Carlos Sisí es uno de esos autores nacionales que tienen una buena legión de fans detrás. No en vano, su saga zombie de Los Caminantes fue un auténtico superventas, con cinco libros publicados y que están siendo reeditados aprovechando su décimo aniversario. Siempre he sentido cierta curiosidad por su obra al tener tanto éxito, y mi primera lectura suya (Vienen cuando hace frío) no me gustó demasiado. Ahora Insólita Editorial repite publicando su última novela, Varsovia.

 

La humanidad por fin se ha puesto de acuerdo en algo: hemos decidido dormir y soñar hasta desaparecer. Noche tras noche, por todo el mundo se repite el mismo fenómeno: la gente empieza a acostarse cada vez más temprano y a dormir más y más horas, incapaces de abandonar unos sueños que les hacen sentirse mucho más vivos que sus grises existencias. Hasta que se convierte en algo adictivo. Las pastillas para dormir empiezan a agotarse. Hombres y mujeres se quedan en sus casas enganchados a cualquier droga que les permita dormir un poco más. No comen ni beben y, poco a poco, las calles se vacían.

Mientras tanto, los pacientes de una residencia psiquiátrica a las afueras de París, sin médicos ni enfermeros que cuiden de ellos, se verán obligados a abandonar la seguridad de su encierro para buscar las respuestas que den sentido a un mundo que se apaga. Acosados por una presencia que se arrastra por las sombras y perseguidos por las visiones de soldados nazis que, inexplicablemente, hacen acto de presencia en las calles del París del siglo XXI, descubrirán que la semilla del fin de la humanidad se encuentra oculta en el gueto de Varsovia, en el fragor de la segunda guerra mundial.

 

¿La ciudad a nuestros pies? Solo tenemos muertos a nuestros pies. No tenemos nada.

 

El punto de partida de Varsovia es muy potente: la sociedad desaparece tal y como la entendemos por culpa de los sueños, y sólo los enfermos mentales son inmunes al fenómeno y los encargados de salvar a la humanidad. ¿Suena atractivo, verdad?

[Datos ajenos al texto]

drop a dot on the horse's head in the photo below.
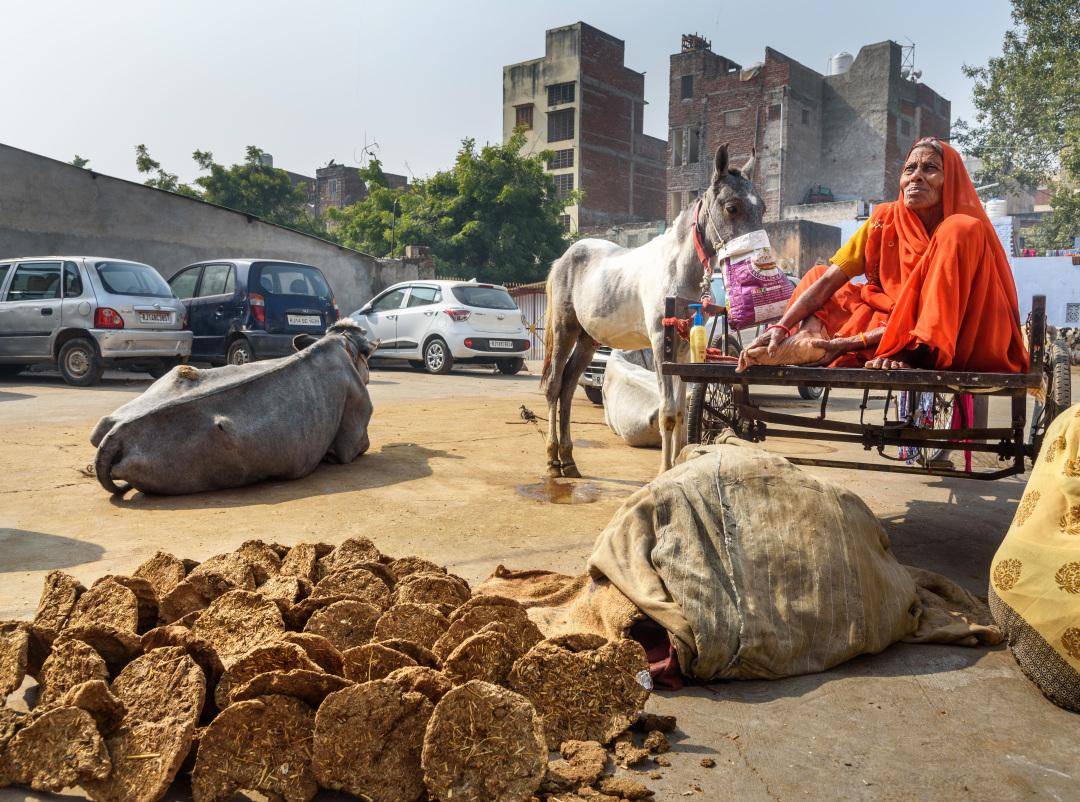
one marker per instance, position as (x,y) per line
(730,206)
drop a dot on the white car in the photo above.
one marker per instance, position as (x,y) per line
(436,324)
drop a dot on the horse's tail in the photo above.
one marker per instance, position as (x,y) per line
(549,336)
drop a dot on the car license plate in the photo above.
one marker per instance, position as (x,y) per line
(156,316)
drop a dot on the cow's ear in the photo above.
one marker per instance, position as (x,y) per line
(301,341)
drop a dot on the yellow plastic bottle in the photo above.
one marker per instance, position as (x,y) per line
(699,338)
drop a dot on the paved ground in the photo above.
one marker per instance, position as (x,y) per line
(454,475)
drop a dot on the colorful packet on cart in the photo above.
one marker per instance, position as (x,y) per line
(757,289)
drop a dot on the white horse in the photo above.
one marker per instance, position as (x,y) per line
(601,294)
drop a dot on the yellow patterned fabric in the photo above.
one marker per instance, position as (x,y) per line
(851,257)
(1035,578)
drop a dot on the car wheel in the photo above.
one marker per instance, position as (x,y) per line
(80,364)
(509,367)
(436,356)
(240,352)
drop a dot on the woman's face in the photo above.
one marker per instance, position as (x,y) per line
(922,178)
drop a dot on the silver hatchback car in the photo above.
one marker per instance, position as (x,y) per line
(83,313)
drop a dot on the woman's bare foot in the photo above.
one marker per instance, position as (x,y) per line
(883,363)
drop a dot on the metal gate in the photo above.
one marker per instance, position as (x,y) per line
(532,300)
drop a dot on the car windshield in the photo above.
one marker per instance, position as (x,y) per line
(484,297)
(291,280)
(133,279)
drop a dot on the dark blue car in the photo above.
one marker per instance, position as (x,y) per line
(240,310)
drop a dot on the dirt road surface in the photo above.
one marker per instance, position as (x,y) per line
(455,475)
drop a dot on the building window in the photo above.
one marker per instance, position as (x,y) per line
(687,87)
(523,117)
(561,125)
(559,93)
(562,159)
(676,147)
(564,185)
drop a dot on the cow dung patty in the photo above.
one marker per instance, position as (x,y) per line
(14,653)
(440,589)
(346,624)
(268,657)
(368,739)
(309,687)
(300,561)
(146,757)
(238,622)
(58,749)
(354,583)
(259,745)
(487,655)
(373,662)
(319,649)
(107,602)
(163,684)
(420,623)
(484,743)
(583,688)
(431,683)
(163,571)
(70,664)
(57,600)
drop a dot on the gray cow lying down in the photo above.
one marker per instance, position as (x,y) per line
(205,430)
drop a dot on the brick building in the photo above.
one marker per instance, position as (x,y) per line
(582,102)
(826,145)
(338,186)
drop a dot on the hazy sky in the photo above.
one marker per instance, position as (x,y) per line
(314,80)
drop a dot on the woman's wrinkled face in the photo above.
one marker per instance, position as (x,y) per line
(922,178)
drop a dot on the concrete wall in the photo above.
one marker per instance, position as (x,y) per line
(49,207)
(800,244)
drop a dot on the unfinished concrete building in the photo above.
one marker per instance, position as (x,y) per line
(581,102)
(827,145)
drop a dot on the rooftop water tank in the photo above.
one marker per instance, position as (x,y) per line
(839,63)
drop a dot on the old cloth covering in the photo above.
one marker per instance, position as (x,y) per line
(1035,578)
(755,569)
(952,290)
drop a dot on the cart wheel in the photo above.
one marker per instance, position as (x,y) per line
(712,407)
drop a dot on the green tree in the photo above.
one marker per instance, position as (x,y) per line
(494,215)
(158,177)
(256,189)
(1027,120)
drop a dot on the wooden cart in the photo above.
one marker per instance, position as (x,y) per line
(720,398)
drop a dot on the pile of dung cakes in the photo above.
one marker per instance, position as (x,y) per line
(284,670)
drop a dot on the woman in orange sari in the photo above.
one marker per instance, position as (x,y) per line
(939,290)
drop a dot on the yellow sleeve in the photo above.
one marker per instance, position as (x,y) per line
(851,257)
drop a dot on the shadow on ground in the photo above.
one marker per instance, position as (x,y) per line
(25,551)
(393,463)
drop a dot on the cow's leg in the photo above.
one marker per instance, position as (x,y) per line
(579,361)
(561,352)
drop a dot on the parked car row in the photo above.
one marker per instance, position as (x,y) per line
(83,314)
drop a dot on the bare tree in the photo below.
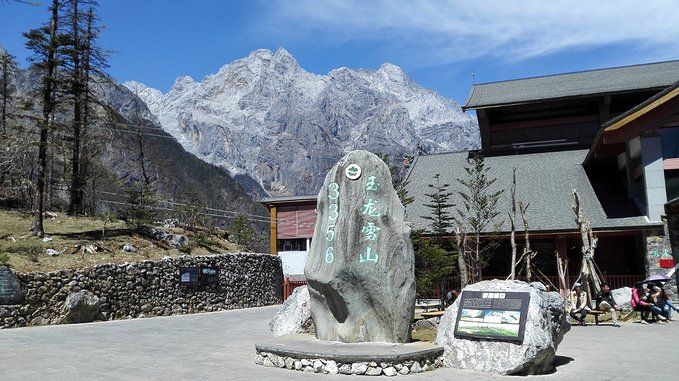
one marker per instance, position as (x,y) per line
(512,224)
(589,275)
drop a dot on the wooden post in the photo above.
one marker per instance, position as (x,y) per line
(286,288)
(562,249)
(273,230)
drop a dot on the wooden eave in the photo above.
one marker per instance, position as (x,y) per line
(647,116)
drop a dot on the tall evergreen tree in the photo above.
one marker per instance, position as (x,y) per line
(477,214)
(46,44)
(84,59)
(7,72)
(439,204)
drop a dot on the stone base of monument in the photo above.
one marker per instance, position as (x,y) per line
(307,353)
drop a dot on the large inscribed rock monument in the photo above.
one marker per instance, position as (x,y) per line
(361,267)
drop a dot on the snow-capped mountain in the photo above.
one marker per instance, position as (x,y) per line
(278,128)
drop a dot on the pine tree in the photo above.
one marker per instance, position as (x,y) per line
(432,263)
(241,233)
(476,216)
(191,213)
(84,59)
(46,44)
(142,211)
(440,217)
(7,72)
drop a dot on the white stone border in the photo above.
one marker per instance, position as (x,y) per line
(371,368)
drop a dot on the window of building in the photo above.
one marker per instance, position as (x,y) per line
(292,244)
(670,142)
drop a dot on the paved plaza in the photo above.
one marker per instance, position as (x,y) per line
(220,346)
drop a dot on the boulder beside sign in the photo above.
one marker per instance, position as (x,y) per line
(10,287)
(361,268)
(545,326)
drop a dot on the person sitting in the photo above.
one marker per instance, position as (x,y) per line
(639,302)
(668,302)
(606,303)
(662,300)
(577,302)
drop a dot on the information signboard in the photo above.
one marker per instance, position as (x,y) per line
(188,276)
(10,287)
(209,275)
(492,315)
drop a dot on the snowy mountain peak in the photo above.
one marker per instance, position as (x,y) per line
(152,97)
(392,71)
(278,128)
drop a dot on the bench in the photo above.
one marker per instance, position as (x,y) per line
(596,314)
(427,315)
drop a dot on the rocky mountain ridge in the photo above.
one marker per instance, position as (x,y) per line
(278,128)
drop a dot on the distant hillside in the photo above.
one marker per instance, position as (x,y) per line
(173,171)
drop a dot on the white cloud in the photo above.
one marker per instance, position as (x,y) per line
(448,31)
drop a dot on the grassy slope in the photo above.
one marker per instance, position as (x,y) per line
(27,253)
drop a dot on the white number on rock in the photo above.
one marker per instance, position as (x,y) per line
(334,213)
(329,255)
(333,191)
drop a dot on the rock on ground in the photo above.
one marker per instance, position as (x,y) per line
(546,325)
(294,316)
(361,267)
(431,323)
(81,307)
(623,296)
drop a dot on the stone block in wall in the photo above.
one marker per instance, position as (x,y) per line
(149,288)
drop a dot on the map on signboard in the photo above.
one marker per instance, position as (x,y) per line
(188,275)
(492,315)
(10,287)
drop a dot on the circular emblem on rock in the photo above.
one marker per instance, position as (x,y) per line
(353,172)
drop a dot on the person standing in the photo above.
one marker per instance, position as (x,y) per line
(578,304)
(606,303)
(640,302)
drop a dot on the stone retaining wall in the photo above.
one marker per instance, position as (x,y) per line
(149,288)
(316,365)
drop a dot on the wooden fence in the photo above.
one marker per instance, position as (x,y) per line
(453,283)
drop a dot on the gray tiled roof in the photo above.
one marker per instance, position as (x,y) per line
(280,199)
(545,180)
(636,77)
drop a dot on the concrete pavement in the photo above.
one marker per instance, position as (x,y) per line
(220,346)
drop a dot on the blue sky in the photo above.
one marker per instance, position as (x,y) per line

Lo es, y logra desarrollar la idea a la perfección la primera mitad del libro. Bien estructurado, desarrollando de forma efectiva el suspense que engloba toda la historia, presentando a un elenco de personajes prometedor (que sean enfermos mentales le da un plus interesante al ser todos ellos bastante impredecibles).

En resumen, de las poco más de seiscientas páginas que tiene la novela, prácticamente la mitad me las leí sin darme cuenta. Pero llega un momento en que la historia se tuerce. El ritmo vertiginoso que llevaba  se para en seco. La historia, que va alternando el presente con la Varsovia en la Segunda Guerra Mundial ocupada por los nazis, se centra más en esta trama alternativa que acaba siendo decepcionante.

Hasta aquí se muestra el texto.